We provide compelling evidence for the potential of hardness-vs.-randomness approaches to make progress on the long-standing problem of derandomizing space-bounded computation.
Our first contribution is a derandomization of bounded-space machines from hardness assumptions for classes of uniform deterministic algorithms, for which strong (but non-matching) lower bounds can be unconditionally proved. We prove one such result for showing that $\mathbf{BPL}=\mathbf{L}$ ``on average'', and another similar result for showing that $\mathbf{BPSPACE}[O(n)]=\mathbf{DSPACE}[O(n)]$.

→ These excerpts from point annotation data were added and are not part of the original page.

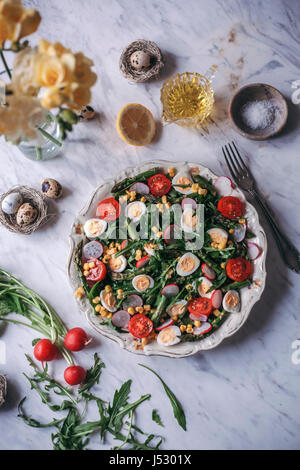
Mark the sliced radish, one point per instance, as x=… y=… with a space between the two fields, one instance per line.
x=204 y=328
x=120 y=319
x=124 y=244
x=188 y=203
x=93 y=249
x=200 y=317
x=140 y=188
x=170 y=290
x=142 y=262
x=169 y=234
x=223 y=185
x=165 y=325
x=133 y=300
x=254 y=251
x=216 y=298
x=239 y=233
x=208 y=272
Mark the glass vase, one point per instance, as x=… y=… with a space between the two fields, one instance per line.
x=47 y=146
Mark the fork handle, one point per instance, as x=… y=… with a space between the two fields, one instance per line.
x=289 y=253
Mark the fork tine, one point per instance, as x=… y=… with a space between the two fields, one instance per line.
x=239 y=155
x=232 y=161
x=228 y=164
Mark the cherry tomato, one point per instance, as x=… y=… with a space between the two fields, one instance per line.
x=98 y=272
x=74 y=375
x=140 y=326
x=230 y=207
x=238 y=269
x=200 y=306
x=44 y=350
x=159 y=184
x=108 y=209
x=76 y=339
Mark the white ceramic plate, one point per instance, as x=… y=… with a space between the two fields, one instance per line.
x=248 y=296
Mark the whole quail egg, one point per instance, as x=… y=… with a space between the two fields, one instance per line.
x=51 y=188
x=11 y=203
x=87 y=113
x=26 y=214
x=140 y=60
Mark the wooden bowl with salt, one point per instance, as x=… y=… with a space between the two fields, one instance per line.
x=258 y=111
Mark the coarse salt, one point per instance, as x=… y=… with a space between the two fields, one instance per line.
x=258 y=114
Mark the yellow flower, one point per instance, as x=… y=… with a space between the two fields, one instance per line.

Next, we significantly improve the main results of prior works on hardness-vs.-randomness
for logspace. As one of our results, we relax the assumptions needed for derandomization with minimal memory footprint (i.e., showing $\mathbf{BPSPACE}[S]\subseteq \mathbf{DSPACE}[c \cdot S]$ for a small constant $c$), by completely eliminating a cryptographic assumption that was needed in prior work.
A key contribution underlying all of our results is non-black-box use of the descriptions of space-bounded Turing machines, when proving hardness-to-randomness results. That is, the crucial point allowing us to prove our results is that we use properties that are specific to space-bounded machines.